PS 83-123
Has human-mediated habitat fragmentation driven rapid genital divergence in Gambusia spp. inhabiting tidal creeks across The Bahamas?

Friday, August 9, 2013
Exhibit Hall B, Minneapolis Convention Center
Justa L. Heinen-Kay, Department of Biology, North Carolina State University, Raleigh, NC
Holly G. Noel, Department of Biology, North Carolina State University, Raleigh, NC
R. Brian Langerhans, Department of Biology, North Carolina State University, Raleigh, NC
Background/Question/Methods

Anthropogenic environmental modifications can alter selection in natural populations with potential evolutionary consequences. Male genital morphology may represent a trait particularly susceptible to such impacts. Genitalia evolve quickly and divergently in internally fertilizing organisms; postcopulatory sexual selection largely bears responsibility. At least two major questions remain unanswered: (1) Ecological variation commonly alters sexual selection, but can ecological divergence ultimately, though indirectly, drive genital evolution? (2) Genitalia are one of the most rapidly evolving animal traits, but how quickly do genitalia evolve in natural populations? We investigated both questions within the context of recent human-induced habitat fragmentation.

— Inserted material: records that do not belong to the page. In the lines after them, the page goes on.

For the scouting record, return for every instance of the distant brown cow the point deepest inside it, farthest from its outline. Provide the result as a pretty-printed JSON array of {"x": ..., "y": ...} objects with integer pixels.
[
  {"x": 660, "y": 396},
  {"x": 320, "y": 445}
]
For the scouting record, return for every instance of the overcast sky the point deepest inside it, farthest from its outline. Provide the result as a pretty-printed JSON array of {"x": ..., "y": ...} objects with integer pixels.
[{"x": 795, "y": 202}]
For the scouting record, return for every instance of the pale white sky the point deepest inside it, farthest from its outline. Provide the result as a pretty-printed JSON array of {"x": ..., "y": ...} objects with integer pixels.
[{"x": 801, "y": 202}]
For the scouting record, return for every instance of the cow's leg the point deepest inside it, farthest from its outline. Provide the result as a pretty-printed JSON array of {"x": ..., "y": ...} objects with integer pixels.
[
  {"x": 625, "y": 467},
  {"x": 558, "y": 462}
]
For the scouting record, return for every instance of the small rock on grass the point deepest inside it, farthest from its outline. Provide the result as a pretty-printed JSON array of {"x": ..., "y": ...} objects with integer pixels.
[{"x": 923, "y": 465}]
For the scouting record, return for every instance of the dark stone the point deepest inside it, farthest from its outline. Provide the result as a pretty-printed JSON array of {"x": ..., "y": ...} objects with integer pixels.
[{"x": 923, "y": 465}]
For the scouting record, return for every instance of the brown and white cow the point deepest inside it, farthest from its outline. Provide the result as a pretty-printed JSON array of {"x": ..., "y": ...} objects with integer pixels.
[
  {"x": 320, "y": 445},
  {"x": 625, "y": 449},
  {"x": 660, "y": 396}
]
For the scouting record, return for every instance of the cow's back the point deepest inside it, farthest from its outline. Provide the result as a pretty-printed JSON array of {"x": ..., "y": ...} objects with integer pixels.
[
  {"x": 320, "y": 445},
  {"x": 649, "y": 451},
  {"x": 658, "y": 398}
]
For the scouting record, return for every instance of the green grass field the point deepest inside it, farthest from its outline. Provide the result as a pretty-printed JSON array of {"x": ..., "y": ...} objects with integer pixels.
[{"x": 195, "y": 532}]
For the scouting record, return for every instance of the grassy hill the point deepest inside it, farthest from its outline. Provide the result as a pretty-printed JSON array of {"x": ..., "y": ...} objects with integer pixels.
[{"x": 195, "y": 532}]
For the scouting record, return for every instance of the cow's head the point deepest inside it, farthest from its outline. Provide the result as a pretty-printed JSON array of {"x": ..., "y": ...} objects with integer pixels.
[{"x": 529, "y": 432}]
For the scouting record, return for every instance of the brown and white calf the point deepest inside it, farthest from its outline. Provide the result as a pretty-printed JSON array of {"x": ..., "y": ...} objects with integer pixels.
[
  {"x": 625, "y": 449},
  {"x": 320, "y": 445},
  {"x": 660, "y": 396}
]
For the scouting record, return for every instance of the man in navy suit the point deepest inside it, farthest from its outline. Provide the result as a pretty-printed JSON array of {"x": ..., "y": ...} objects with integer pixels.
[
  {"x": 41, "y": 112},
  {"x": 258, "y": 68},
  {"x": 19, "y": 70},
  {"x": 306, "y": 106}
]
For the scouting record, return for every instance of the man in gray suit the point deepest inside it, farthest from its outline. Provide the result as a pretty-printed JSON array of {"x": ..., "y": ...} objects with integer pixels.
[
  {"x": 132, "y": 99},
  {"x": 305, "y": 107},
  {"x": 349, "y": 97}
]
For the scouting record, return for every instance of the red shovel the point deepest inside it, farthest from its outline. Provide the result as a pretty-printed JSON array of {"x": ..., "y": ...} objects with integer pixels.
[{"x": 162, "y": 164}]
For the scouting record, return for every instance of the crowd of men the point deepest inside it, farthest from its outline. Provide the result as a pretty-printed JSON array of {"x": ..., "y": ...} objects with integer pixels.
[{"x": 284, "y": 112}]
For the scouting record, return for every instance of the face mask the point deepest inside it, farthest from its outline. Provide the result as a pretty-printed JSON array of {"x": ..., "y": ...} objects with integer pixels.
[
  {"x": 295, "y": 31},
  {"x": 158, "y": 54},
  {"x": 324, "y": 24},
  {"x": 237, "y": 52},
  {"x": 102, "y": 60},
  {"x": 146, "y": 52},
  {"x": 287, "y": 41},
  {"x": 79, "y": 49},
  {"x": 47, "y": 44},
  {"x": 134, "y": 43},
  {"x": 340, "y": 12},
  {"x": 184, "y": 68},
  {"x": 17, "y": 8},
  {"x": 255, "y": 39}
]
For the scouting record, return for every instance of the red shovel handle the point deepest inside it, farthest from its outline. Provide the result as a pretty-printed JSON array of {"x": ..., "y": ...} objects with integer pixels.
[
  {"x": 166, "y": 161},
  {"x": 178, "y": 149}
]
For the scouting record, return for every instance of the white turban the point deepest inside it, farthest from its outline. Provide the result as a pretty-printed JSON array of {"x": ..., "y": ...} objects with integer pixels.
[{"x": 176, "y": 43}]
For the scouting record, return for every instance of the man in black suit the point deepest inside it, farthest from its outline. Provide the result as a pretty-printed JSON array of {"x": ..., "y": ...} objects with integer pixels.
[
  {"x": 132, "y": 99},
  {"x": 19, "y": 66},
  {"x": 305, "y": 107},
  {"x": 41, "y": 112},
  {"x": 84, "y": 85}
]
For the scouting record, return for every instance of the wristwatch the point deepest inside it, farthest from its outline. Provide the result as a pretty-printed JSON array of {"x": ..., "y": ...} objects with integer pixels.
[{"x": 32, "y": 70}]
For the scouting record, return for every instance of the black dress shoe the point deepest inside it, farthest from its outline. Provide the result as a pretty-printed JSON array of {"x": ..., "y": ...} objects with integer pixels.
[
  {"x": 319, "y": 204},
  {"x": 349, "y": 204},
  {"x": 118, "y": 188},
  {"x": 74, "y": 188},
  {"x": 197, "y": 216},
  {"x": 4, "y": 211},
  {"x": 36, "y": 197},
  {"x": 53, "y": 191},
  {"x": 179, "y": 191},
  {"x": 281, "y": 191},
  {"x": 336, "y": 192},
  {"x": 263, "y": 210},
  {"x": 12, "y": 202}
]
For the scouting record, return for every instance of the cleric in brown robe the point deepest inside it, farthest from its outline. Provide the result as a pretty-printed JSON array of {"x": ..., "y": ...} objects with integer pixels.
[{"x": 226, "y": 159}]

Over the last 40 years, road construction has fragmented many tidal creeks across Bahamian islands, restricting or eliminating hydrological connectivity with the ocean, resulting in a dramatic reduction of predatory fish. Recent work has demonstrated evolutionary divergence of male genitalia associated with different levels of predation risk in small, livebearing fishes, likely by altering the context of sexual selection. We employed geometric morphometric methods to investigate whether human-mediated environmental change has driven rapid divergence of male genitalia by comparing genital shape between fragmented and unfragmented tidal creeks within three closely related Gambusia species (family: Poeciliidae) across six Bahamian islands. 

Results/Conclusions

Overall patterns of male genital shape were largely associated with historical factors: island of origin, species, and allometry with body size, as expected. We did not observe consistent, overall effects of habitat fragmentation on genital morphology across species and islands. We did, however, find evidence for unique effects of habitat fragmentation across species and islands. Thus, human-induced habitat fragmentation may have driven rapid divergence of male genitalia in some cases, though genital shape did not diverge between fragmentation regimes in a consistent way across species and islands. Tidal creeks are dynamic systems and predation intensity is not the only factor that differs among tidal creeks (resource availability, salinity, water depth, and temperature can all differ). Thus, selection may not be acting uniformly within the same fragmentation regime. Forty years (40-80 generations) also represents a very short timeframe to observe significant evolutionary change, and some other phenotypic traits investigated within the context of tidal creek habitat fragmentation in Gambusia have yielded similarly mixed results. Future work should investigate whether observed genital divergence has a genetic basis, and attempt to disentangle how variation in different ecological factors may contribute to genital divergence.